The inhibitory effect was almost completely abrogated by mevastatin at equimolar doses both at gene and protein levels (Fig. 4A–B and C–D, respectively). It is thus plausible that accumulation of unprenylated proteins may disrupt various downstream signaling pathways, including those implicated in the regulation of the VEGF/VEGFR2 expression.

Conclusion

This study adds new information on the zoledronic acid antiangiogenic activity. It inhibits bFGF-induced proliferation (11), adhesion, migration, and survival of human umbilical vascular endothelial cells (26); decreases bone tumor–associated angiogenesis in the murine 5T2 multiple myeloma model (27); inhibits revascularization of the ventral prostate gland in castrated rats treated with testosterone (12); modulates α_vβ₃ and α_vβ₅ integrins (28); inhibits matrix metalloproteinase-2 and matrix metalloproteinase-9 (29); and modulates in cancer patients serum levels of proangiogenic growth factors including VEGF and bFGF (30). In vivo, zoledronic acid antiangiogenic activity may be also mediated via inhibition of osteoclasts, which actually produce angiogenic factors (31).

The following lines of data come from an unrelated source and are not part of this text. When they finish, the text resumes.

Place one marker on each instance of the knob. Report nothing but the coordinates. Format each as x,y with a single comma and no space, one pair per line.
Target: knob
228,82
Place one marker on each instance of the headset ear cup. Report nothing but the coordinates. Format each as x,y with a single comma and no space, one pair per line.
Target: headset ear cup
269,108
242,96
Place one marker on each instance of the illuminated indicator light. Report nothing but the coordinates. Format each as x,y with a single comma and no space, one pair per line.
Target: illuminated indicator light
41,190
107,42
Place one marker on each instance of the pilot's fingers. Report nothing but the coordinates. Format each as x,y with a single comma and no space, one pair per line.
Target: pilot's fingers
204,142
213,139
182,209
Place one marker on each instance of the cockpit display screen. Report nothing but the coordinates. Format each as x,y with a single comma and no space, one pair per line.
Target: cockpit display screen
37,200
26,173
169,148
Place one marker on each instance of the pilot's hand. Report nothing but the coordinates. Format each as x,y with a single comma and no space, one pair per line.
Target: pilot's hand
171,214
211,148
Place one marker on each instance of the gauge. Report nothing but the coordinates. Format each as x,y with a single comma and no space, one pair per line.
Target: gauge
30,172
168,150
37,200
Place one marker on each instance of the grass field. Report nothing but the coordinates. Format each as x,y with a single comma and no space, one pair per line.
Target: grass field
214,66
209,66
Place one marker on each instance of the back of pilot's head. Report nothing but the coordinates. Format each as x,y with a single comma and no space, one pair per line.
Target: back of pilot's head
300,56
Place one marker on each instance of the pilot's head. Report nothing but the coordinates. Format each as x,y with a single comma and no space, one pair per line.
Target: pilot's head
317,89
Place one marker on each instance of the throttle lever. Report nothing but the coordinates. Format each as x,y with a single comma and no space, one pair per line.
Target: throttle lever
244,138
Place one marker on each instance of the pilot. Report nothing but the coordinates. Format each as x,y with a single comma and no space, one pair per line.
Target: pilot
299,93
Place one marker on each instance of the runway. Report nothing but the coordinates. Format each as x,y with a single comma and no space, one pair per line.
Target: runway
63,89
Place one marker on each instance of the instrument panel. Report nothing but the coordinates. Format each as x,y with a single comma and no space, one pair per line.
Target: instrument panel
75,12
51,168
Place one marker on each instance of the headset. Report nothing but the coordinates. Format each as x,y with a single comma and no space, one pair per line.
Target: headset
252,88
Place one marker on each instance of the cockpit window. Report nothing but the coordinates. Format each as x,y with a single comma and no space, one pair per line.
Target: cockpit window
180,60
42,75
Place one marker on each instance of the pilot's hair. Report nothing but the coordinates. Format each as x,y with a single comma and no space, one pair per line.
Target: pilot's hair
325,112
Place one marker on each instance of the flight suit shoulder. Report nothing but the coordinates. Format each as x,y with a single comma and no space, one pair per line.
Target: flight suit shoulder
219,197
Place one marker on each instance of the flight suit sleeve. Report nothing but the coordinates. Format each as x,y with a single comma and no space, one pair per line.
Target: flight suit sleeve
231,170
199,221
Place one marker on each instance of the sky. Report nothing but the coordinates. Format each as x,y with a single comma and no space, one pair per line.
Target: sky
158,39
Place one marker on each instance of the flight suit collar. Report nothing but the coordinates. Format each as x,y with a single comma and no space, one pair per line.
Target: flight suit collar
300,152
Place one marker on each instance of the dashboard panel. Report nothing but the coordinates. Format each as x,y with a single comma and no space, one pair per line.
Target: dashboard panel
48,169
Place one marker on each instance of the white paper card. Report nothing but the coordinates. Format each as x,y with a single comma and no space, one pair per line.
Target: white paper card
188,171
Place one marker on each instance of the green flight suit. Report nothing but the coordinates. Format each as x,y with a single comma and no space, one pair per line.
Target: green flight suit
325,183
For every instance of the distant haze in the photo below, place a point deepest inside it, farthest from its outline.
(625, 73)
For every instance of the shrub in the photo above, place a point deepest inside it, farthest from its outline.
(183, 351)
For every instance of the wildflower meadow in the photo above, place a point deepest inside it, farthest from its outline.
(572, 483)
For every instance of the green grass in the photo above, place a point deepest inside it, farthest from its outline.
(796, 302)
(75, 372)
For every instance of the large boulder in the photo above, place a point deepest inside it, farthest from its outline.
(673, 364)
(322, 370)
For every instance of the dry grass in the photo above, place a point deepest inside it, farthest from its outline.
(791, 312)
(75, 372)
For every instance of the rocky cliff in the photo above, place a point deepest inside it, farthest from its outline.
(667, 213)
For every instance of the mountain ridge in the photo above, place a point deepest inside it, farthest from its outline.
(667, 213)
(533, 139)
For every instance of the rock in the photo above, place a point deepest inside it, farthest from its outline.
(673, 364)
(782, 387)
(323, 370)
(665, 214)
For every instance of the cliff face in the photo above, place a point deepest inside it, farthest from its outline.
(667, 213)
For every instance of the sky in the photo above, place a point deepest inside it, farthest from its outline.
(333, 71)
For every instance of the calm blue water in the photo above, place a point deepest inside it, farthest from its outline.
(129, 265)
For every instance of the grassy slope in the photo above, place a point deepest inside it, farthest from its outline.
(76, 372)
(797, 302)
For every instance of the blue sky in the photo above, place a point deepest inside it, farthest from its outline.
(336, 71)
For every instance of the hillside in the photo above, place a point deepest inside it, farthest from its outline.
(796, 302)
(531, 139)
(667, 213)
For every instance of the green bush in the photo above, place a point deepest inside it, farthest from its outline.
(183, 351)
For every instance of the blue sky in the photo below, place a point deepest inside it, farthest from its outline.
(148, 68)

Our results provide evidence of a direct antiangiogenic activity of zoledronic acid on endothelial cells of multiple myeloma patients due to (a) inhibition of VEGF₁₆₅-dependent proliferation, chemotaxis, and angiogenesis in vitro; (b) inhibition of the in vivo angiogenesis in the chick embryo chorioallantoic membrane-sponge assay; and (c) block of VEGF₁₆₅/VEGFR2 autocrine loop, mediated by the mevalonate pathway. Tentatively, we suggest that the zoledronic acid antitumoral activity in multiple myeloma is also sustained by antiangiogenesis.